Rispetto allo scorso anno, si è realizzata una consistente espansione sia dei marchi che dei punti vendita: rispettivamente 7,8% e 7,2%, pari a 64 marchi in più e a un
incremento di circa 3000 unità dei punti vendita, cui è corrisposto un aumento del personale occupato del 5,3% e una buona performance del giro d’affari ( 8,7%), che sfiora
perciò i 19 miliardi di euro.

I 45.751 punti vendita in franchising rappresentano il 6% del totale degli esercizi del commercio al dettaglio che operano in Italia; nell’abbigliamento la percentuale sale al 10%, ovvero un
negozio di abbigliamento su 10 opera in Italia con la formula del franchising.
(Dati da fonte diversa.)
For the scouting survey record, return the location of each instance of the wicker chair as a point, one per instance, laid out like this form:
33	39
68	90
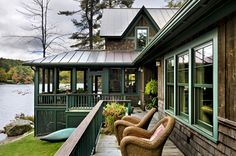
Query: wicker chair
136	140
127	121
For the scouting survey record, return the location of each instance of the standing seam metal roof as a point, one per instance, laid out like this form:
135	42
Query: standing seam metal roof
88	58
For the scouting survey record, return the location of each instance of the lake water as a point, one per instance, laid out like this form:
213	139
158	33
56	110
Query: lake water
15	99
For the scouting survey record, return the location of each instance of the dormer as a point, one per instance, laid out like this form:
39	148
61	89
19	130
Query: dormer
132	29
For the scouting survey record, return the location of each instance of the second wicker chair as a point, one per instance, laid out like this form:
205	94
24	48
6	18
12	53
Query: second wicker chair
127	121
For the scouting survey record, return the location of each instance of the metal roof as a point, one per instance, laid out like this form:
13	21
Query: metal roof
114	22
87	58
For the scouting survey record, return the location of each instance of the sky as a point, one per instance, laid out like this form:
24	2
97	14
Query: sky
13	23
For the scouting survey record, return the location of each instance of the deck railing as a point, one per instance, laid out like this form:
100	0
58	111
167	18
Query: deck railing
52	99
83	140
87	101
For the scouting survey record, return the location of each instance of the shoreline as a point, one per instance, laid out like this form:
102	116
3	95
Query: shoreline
14	138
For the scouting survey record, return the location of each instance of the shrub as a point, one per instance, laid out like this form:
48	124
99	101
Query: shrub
24	117
151	87
112	112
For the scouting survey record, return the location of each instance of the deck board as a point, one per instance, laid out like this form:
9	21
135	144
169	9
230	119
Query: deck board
107	144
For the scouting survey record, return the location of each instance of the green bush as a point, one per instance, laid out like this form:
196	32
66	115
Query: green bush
112	112
24	117
151	87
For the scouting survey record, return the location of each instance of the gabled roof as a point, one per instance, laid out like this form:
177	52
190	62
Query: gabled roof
116	21
191	18
87	58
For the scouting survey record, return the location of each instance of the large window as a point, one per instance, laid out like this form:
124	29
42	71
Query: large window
115	80
170	84
191	88
182	84
203	84
64	81
130	81
141	38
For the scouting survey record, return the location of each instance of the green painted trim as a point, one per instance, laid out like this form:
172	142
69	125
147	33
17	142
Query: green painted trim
175	85
147	40
123	80
215	83
36	93
210	36
195	128
74	80
191	102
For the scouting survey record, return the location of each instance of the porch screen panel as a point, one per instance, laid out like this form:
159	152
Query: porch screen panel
115	80
203	85
130	81
170	83
80	81
182	84
64	80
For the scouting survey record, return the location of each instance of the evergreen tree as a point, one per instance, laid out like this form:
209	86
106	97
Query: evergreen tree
175	3
87	35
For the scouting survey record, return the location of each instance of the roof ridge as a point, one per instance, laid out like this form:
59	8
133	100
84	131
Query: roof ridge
139	8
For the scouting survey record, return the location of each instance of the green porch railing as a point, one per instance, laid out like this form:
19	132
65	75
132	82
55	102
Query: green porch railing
51	99
83	140
87	101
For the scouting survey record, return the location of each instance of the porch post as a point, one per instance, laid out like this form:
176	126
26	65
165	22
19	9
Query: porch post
43	80
85	80
74	78
55	77
122	81
36	93
48	77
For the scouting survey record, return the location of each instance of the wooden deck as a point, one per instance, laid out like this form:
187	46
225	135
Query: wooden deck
107	144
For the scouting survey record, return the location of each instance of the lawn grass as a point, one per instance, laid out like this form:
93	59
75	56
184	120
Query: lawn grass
29	146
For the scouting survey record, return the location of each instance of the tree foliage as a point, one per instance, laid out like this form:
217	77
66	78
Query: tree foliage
3	75
37	14
175	3
88	27
13	71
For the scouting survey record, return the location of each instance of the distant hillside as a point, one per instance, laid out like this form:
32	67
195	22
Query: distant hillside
12	71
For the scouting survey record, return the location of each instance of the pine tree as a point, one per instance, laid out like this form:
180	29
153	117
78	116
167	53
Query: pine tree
88	27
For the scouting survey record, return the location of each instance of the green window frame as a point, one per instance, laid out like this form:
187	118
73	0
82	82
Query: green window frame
115	80
195	85
170	84
141	37
130	77
182	85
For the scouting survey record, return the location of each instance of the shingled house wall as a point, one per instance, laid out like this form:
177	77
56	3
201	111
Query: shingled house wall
189	141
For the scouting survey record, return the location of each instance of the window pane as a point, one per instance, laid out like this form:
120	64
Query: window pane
80	81
115	81
170	84
182	85
203	85
64	80
130	81
203	65
141	40
204	101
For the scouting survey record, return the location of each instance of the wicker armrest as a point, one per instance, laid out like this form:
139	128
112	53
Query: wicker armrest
131	119
136	131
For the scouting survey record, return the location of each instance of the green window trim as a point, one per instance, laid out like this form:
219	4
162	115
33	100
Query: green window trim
136	36
191	122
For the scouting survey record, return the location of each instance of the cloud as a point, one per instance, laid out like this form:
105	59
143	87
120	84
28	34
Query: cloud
12	22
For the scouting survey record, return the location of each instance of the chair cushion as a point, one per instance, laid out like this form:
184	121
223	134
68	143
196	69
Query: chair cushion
157	132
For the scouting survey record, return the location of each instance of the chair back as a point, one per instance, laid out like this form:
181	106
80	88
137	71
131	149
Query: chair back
144	123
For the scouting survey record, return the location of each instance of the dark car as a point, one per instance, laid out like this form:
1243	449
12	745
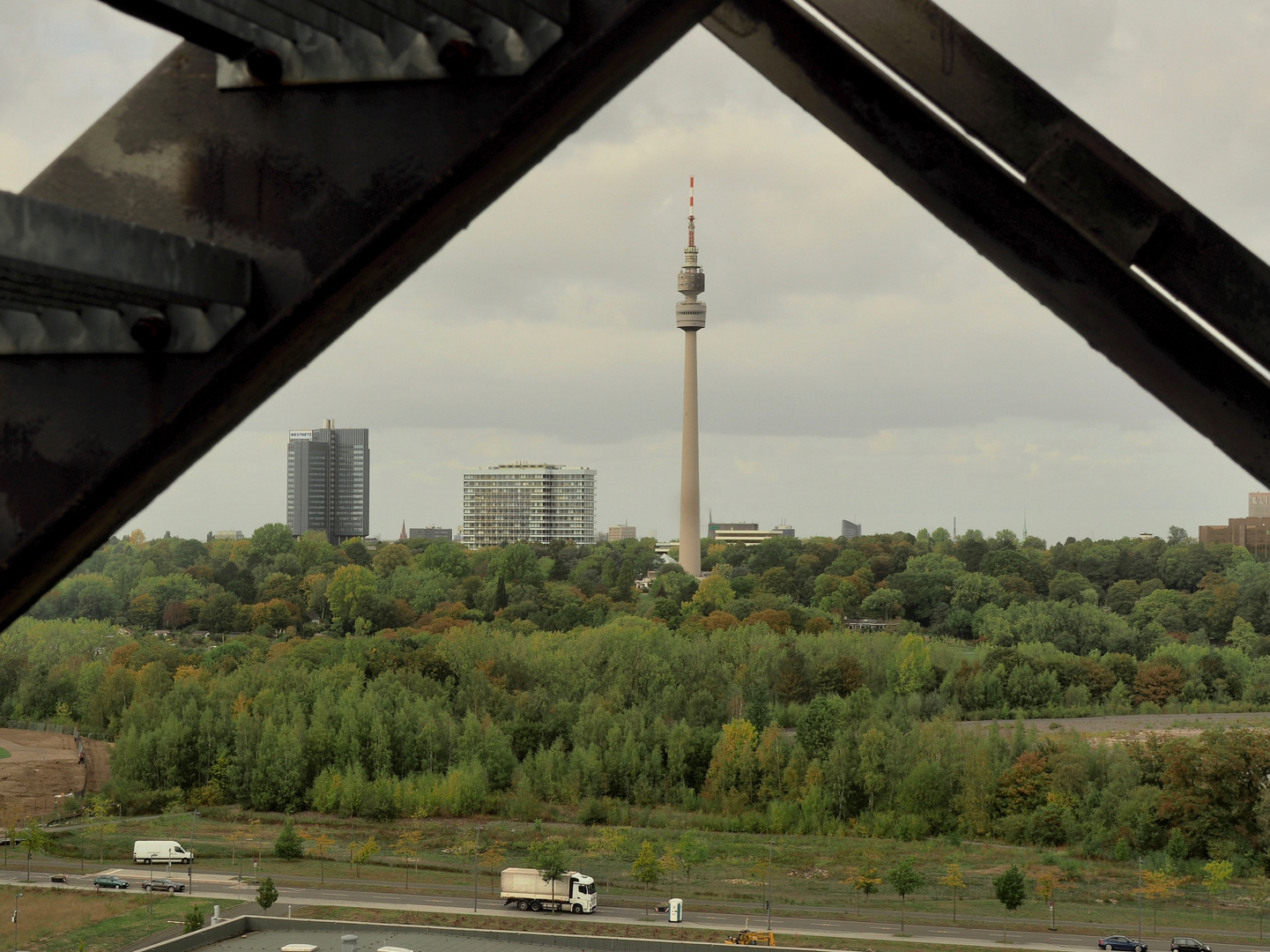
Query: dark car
1184	943
160	885
1122	943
Il grado di internazionalizzazione delle reti tende ad aumentare: quattro franchisor su dieci hanno un responsabile sviluppo estero; il 19% è presente all’estero con punti vendita
diretti. Le aree dove si prevede una maggiore espansione sono i Paesi dell’Europa dell’Est (Ucraina, Romania Russia) e l’Oriente (Asia, Cina, Giappone).

Sale l’investimento iniziale richiesto (da 70 mila a circa 80 mila euro). In aumento la quota di franchisor che richiede un diritto di entrata; in calo invece la percentuale di franchisor che
richiede il pagamento di una royalty. E’ donna il 22% dei responsabili delle reti in franchising.
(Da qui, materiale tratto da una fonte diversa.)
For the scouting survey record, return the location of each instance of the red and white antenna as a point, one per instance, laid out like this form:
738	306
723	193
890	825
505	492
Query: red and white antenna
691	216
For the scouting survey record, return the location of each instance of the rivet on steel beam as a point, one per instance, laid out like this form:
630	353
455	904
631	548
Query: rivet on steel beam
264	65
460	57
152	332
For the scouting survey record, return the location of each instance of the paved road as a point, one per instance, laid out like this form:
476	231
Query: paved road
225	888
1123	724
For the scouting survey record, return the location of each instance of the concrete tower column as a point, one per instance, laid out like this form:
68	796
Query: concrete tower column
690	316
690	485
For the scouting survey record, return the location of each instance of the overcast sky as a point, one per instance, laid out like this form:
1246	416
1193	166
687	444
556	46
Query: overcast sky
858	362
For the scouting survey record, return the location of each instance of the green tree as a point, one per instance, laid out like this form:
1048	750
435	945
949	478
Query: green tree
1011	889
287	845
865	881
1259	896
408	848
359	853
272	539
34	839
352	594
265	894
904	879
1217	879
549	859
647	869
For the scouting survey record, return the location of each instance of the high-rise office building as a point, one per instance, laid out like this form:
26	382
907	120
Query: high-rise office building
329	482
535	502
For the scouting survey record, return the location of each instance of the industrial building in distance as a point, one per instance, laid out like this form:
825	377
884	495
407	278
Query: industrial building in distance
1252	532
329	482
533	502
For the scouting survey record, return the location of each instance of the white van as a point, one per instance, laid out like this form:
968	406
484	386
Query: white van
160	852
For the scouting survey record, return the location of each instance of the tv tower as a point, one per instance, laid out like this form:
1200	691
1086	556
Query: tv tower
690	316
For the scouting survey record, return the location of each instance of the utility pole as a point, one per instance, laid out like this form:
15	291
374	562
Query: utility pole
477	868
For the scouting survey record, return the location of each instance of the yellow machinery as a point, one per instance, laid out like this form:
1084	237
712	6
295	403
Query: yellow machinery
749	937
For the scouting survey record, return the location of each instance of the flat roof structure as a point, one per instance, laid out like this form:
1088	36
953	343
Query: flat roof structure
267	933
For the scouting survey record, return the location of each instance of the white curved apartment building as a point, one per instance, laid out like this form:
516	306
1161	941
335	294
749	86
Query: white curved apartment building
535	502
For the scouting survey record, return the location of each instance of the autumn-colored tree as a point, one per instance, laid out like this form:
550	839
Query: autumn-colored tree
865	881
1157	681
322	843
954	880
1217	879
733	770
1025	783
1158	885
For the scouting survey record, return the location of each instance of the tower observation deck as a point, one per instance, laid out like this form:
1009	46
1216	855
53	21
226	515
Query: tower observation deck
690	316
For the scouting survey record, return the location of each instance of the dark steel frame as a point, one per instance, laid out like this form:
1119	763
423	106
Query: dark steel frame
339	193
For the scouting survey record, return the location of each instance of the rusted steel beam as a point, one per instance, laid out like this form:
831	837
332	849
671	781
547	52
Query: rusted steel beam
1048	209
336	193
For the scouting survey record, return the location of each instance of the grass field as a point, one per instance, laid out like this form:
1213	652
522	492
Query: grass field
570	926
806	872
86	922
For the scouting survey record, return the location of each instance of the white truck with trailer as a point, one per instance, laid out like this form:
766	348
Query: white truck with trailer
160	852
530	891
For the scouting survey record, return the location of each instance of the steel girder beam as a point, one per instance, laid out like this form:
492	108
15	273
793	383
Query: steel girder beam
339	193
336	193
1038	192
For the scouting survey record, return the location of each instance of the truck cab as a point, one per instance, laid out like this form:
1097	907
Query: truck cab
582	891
Per l’analisi della distribuzione territoriale e settoriale dei punti vendita in franchising operanti in Italia ci si è avvalsi per la prima volta dei dati della BRD Consulting e dalla
G&O, società specializzate nel geofranchising. Le aree a più alta densità di punti vendita in franchising (PVF) sono – oltre che quasi tutti i Capoluoghi di Regione –
la gran parte delle province lombarde e venete e l’area costiera del tirreno centro-meridionale. La Sardegna è la regione con la più bassa diffusione di PVF, assieme alla Val
D’Aosta. Da notare che tra le Regioni del Centro-Nord quella con minor densità di PVF appare la Toscana.
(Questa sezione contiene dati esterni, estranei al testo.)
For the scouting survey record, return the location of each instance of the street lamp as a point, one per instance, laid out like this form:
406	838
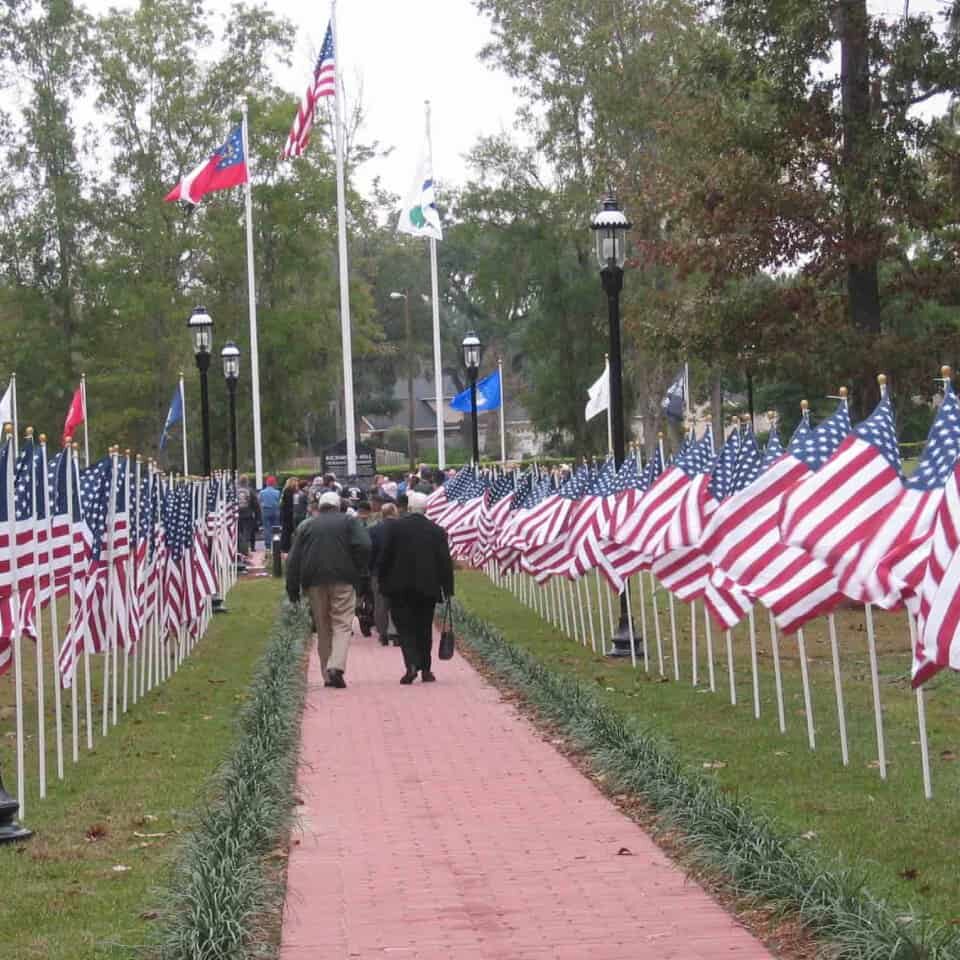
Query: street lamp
411	418
472	352
610	227
201	326
9	828
230	354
Nella distribuzione settoriale dei PVF prevale il settore del commercio al dettaglio non alimentare (54% dei PVF), seguito dai servizi (39%). Il settore food raccoglie circa il 6% dei punti
vendita.

«E’ una manifestazione importante che fa incontrare la domanda con l’offerta – ha affermato il presidente della FIF (Federazione Italiana Franchising) – Confesercenti, Patrizia De Luise –
in un momento in cui il settore si dimostra forte nonostante la crisi economica. Il franchising sta infatti mostrando un trend in costante crescita, con un significativo aumento dei negozi e
dell’occupazione. Per questo è necessario seguire e monitorare questo settore e rafforzarlo ulteriormente sul territorio. Si tratta infatti di uno strumento importante sia per le imprese
già esistenti che per quelle che si affacciano per la prima volta sul mercato. La legge che disciplina il settore e che abbiamo fortemente voluto poi – ha concluso la De Luise – ha
contribuito e contribuisce alla razionalizzazione ed al rafforzamento dei marchi».